GedichtGedichte

Das Gedicht „Wenn nicht mehr Zahlen und Figuren“ stammt aus der Feder von Novalis.

Wenn nicht mehr Zahlen und Figuren
sind Schlüssel aller Kreaturen
wenn die, so singen oder küssen,
mehr als die Tiefgelehrten wissen,
wenn sich die Welt ins freie Leben
und in die Welt wird zurückbegeben,

wenn dann sich wieder Licht und Schatten
zu echter Klarheit werden gatten
und man in Märchen und Gedichten
erkennt die wahren Weltgeschichten,
dann fliegt von einem geheimen Wort
das ganze verkehrte Wesen fort.

Analyse

Das Gedicht "Wenn nicht mehr Zahlen und Figuren" (1800; Epoche der Romantik) besteht aus 1er Strophe mit 12 Versen. Das Metrum (Versmaß) ist ein jambischer Vierheber. Als Reimschema wird in je 2 aufeinander folgenden Versen ein Paarreim [aa bb cc …] verwendet. Bis auf die letzten beiden Verse, enden die Verse mit einer weibliche Kadenz. Das ganze Gedicht besteht aus einem einzigen konditionalen Satz.

Inhalt / Zusammenfassung

Zunächst kritisiert der Autor den Anspruch der Naturwissenschaften, die einzig Mögliche Erkenntnis der Welt zu liefern und die dabei verwendeten rational-quantitativen Methoden. Den "Tiefgelehrten" werden die sinnlich orientierten "Romantiker" gegenübergestellt, deren Zugang zum Verständnis der Welt (z.B. über Märchen und Gedichte & "dem geheimen Wort") echte "Klarheit" ermöglicht (siehe auch: Hörst du wie die Brunnen rauschen von Clemens Brentano).
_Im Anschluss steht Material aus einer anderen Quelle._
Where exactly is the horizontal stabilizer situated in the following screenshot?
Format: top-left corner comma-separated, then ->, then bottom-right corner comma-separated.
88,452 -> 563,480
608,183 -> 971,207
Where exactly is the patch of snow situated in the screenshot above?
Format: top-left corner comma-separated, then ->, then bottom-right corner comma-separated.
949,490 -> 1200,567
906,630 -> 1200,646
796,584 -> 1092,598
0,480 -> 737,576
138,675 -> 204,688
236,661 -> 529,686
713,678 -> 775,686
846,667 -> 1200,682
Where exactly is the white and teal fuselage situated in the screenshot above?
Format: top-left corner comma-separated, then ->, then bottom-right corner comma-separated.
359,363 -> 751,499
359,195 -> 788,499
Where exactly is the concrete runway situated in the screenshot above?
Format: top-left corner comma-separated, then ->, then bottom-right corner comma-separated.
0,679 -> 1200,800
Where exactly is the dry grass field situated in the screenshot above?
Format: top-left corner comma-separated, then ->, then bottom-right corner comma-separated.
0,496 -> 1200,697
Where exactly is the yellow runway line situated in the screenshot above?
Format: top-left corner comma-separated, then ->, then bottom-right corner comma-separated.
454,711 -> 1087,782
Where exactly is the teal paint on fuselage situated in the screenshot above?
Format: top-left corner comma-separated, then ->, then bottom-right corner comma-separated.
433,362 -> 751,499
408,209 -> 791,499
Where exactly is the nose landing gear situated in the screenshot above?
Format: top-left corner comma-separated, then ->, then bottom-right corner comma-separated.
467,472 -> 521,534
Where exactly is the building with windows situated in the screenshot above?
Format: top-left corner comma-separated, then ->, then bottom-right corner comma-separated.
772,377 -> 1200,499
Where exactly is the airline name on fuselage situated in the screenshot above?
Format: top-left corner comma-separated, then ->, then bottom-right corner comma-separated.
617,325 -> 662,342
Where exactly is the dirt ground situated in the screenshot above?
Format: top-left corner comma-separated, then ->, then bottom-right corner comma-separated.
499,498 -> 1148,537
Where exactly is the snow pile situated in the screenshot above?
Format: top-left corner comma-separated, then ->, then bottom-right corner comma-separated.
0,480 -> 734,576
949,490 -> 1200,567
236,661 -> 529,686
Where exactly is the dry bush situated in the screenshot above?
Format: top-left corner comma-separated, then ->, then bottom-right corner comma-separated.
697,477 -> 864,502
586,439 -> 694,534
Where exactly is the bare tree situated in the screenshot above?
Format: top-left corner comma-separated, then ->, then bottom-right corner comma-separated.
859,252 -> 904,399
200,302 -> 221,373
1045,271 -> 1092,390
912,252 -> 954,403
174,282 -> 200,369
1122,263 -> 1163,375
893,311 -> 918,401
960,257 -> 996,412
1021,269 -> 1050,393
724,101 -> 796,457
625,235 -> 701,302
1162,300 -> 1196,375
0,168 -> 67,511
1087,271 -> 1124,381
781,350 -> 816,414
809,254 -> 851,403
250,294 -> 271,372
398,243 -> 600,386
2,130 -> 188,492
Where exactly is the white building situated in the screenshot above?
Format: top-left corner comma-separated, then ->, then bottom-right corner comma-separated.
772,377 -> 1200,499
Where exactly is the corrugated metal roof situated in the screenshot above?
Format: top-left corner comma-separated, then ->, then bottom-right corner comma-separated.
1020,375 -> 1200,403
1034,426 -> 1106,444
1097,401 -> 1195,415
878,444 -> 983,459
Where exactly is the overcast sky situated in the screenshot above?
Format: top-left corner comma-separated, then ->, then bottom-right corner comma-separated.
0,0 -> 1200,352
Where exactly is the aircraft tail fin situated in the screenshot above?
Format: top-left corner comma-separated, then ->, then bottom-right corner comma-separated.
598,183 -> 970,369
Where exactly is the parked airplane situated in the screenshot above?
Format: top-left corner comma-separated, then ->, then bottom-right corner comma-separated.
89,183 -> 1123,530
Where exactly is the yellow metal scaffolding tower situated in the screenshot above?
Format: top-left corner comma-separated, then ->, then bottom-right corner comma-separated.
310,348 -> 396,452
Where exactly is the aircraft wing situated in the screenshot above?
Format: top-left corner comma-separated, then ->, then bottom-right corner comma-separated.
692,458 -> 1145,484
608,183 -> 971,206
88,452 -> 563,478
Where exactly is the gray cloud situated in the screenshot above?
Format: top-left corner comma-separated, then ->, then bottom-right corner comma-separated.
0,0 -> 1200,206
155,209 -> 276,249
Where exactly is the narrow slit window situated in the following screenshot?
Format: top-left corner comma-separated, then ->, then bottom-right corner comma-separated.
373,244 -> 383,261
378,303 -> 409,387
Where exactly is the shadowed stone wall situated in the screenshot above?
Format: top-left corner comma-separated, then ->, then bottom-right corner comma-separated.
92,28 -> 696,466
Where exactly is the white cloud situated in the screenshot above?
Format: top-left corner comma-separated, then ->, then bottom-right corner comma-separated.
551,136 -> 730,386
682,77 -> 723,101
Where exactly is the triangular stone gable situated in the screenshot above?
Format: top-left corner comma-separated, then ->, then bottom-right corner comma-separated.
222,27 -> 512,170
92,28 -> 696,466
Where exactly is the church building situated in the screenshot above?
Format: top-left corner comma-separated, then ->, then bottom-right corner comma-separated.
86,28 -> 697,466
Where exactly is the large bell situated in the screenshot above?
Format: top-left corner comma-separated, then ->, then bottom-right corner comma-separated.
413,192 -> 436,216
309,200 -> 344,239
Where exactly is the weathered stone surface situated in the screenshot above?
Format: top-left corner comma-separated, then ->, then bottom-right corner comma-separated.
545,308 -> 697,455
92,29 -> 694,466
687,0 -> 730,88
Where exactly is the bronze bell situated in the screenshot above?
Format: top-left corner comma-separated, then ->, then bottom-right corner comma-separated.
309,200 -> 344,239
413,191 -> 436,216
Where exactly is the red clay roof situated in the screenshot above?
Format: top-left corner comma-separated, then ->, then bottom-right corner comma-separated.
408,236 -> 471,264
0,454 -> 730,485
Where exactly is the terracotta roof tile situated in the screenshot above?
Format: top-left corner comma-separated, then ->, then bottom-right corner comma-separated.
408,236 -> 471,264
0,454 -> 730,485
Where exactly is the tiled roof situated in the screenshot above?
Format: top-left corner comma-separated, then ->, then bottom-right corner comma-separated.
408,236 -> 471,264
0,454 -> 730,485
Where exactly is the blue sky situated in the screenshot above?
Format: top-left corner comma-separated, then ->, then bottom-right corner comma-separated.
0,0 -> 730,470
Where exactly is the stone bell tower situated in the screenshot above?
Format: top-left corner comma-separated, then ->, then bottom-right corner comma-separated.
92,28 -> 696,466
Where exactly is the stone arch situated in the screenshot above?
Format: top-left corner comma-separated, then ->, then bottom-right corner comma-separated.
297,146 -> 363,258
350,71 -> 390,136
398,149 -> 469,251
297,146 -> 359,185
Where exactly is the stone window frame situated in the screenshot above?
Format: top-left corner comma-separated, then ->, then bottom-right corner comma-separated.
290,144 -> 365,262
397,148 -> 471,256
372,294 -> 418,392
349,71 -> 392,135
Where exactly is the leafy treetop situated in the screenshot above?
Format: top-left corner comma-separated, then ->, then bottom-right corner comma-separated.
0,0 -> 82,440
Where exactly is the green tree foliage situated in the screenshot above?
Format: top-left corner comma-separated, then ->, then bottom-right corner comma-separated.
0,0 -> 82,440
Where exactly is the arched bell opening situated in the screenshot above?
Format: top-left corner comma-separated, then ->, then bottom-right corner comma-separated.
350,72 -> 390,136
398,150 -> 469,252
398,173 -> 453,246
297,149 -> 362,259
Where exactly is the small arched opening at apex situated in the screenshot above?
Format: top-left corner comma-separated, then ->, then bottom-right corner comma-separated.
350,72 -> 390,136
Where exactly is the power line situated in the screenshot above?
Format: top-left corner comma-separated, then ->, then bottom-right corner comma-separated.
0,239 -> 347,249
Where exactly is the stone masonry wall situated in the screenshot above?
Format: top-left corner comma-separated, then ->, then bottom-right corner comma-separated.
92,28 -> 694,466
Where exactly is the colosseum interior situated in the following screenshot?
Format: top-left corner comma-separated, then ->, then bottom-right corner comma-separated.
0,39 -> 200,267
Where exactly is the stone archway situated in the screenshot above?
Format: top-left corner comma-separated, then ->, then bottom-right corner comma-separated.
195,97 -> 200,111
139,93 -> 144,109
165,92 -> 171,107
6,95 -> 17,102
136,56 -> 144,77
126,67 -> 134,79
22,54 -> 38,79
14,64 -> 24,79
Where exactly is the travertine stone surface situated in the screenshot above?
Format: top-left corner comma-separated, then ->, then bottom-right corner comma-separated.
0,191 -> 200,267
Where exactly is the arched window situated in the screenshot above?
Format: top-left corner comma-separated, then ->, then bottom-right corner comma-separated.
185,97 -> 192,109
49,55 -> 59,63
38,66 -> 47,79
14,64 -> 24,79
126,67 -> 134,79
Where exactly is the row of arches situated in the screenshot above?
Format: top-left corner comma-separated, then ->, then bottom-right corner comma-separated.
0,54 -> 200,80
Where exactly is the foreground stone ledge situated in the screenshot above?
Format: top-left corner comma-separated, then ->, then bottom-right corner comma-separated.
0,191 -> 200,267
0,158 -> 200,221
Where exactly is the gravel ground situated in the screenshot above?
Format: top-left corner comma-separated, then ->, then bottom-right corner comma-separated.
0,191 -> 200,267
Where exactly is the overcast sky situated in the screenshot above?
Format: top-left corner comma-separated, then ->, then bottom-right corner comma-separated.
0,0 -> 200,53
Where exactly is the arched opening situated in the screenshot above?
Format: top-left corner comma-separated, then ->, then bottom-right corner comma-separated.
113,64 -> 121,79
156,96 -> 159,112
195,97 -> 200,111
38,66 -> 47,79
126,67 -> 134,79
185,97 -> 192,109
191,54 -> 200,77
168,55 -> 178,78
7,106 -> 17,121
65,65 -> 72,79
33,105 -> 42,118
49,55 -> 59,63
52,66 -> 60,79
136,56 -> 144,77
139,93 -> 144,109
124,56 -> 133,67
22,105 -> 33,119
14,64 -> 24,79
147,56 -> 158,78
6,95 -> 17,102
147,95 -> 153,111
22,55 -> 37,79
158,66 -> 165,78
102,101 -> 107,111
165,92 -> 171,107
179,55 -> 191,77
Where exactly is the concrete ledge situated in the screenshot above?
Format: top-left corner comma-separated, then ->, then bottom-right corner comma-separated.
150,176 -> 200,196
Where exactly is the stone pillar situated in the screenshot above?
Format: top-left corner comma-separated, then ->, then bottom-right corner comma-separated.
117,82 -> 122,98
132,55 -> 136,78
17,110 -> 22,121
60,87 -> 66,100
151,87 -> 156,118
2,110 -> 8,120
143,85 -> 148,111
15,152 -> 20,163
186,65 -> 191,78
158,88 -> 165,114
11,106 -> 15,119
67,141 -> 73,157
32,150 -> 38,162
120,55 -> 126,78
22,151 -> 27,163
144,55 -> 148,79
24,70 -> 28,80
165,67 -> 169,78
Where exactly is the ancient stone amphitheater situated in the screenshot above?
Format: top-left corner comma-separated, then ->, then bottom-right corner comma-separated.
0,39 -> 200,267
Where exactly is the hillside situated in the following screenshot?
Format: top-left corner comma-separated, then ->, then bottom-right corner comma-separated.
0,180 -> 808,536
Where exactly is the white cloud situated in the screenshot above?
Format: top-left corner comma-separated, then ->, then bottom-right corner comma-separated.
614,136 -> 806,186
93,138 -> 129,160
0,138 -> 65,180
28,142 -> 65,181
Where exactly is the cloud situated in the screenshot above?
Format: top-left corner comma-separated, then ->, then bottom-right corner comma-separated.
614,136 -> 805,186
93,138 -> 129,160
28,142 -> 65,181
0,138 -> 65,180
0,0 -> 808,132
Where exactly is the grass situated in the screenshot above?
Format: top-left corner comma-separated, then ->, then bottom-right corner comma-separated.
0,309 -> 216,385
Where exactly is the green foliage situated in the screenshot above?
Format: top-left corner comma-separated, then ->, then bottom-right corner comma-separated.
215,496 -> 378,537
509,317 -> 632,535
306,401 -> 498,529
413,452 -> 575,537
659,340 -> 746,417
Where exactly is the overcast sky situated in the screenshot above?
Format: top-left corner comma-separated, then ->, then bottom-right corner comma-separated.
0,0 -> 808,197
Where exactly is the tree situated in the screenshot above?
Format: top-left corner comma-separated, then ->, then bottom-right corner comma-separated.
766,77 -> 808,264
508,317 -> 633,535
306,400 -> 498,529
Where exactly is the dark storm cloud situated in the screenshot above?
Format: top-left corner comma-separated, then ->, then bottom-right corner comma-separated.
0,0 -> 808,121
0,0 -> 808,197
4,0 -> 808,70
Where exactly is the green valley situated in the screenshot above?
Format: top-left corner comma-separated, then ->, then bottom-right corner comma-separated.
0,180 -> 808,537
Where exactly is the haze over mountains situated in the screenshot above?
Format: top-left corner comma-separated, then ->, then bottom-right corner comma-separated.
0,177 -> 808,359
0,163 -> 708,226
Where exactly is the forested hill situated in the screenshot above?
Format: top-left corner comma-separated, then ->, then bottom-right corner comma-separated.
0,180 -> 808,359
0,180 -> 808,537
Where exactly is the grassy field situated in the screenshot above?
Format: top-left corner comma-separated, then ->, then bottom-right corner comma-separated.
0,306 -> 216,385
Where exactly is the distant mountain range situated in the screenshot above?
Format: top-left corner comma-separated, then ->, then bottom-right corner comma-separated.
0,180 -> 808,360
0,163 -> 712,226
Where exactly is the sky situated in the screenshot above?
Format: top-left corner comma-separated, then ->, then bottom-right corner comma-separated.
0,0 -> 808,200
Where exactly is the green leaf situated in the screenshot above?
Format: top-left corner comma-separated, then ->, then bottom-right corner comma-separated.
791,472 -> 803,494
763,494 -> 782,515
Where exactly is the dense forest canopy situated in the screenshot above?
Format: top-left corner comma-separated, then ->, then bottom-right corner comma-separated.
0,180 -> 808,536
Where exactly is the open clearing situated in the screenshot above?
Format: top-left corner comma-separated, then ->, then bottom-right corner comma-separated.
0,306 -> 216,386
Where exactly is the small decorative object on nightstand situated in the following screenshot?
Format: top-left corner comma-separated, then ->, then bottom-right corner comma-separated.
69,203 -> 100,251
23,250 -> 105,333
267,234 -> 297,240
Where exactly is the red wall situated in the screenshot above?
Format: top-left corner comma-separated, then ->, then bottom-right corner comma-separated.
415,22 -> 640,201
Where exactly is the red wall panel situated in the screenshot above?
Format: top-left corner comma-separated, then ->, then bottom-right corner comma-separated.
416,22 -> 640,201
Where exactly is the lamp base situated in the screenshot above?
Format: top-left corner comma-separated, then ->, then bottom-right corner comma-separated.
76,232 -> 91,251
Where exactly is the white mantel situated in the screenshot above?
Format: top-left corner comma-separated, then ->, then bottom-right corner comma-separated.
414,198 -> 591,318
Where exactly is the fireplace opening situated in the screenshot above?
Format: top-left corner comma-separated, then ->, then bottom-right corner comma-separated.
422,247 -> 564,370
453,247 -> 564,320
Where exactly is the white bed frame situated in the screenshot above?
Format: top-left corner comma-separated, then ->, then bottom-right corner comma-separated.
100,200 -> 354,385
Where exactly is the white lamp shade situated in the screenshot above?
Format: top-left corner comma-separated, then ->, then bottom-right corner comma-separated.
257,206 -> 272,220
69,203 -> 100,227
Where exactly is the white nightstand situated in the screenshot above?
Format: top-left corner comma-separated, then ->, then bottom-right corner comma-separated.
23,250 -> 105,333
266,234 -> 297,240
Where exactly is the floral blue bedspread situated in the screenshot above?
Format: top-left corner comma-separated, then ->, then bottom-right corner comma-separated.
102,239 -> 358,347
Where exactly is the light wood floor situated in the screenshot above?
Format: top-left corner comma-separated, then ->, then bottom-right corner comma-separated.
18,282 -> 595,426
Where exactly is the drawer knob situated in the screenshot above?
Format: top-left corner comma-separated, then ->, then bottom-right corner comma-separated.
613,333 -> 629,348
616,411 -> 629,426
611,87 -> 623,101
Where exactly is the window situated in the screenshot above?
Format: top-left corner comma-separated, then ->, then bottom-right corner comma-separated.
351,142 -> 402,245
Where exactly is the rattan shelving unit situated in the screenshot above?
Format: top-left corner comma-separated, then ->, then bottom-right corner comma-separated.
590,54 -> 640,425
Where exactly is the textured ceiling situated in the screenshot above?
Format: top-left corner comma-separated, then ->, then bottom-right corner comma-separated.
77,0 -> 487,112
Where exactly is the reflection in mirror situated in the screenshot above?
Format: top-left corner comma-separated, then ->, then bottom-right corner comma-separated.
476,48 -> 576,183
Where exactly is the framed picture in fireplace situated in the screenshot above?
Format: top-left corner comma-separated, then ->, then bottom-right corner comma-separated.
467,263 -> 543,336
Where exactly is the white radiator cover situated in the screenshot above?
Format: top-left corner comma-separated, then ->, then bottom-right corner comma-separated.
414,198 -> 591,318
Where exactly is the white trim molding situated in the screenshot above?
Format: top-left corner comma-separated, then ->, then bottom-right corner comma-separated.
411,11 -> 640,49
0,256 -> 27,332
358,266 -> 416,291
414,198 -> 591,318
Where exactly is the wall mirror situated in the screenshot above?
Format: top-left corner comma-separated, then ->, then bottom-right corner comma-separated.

In den letzten beiden Versen wird das Motiv des "geheimen Wortes" aufgegriffen - d.h. dem Wort des romantischen Dichters (vgl. Eichendorffs vierzeiliges Gedicht „Wünschelrute“). Das Motiv des geheimen, nur einem eingeweihten Kreis bekannten Wortes ist der Konzeption von Friedrich Hölderlin und den späteren Haltungen des Kreises um Stefan George verwandt (siehe: Wer je die Flamme umschritt).

Hintergrund

Im Romanfragment "Heinrich von Ofterdingen" von Novalis (eigentlich Friedrich von Hardenberg) erschien dieses Gedicht, das als programmatisch für die Romantik gilt. Der Roman entstand im Laufe des Jahres 1800 und wurde erst 1802 postum von Friedrich Schlegel veröffentlicht. Novalis misstraut den „Tiefgelehrten“ (bzw. der Aufklärung) und findet den Schlüssel zum Verständnis der Welt bei den Sängern und den Liebenden.

Novalis, zu dessen Lieblingsideen das künftige Goldene Zeitalter gehörte, wünschte keine Rückkehr zu einem statischen Idealzustand im Sinne des antiken Mythos. Er erwartete neuartige Verhältnisse, die durch eine nicht endende Dynamik gekennzeichnet sein sollten: einer fortdauernden Annäherung an die Vollkommenheit in der künftigen goldenen Zeit.

Ein zentrales Merkmal des antiken und des künftigen "Goldenen Zeitalters" ist für Novalis die Einheit der Natur und die Einbettung des Menschen in diese Einheit. Im Prozess des Zueinanderfindens von Mensch und Natur weist er den Dichtern eine wichtige Rolle zu, da sie befähigt seien, das dabei Wesentliche zu erfühlen und zu artikulieren.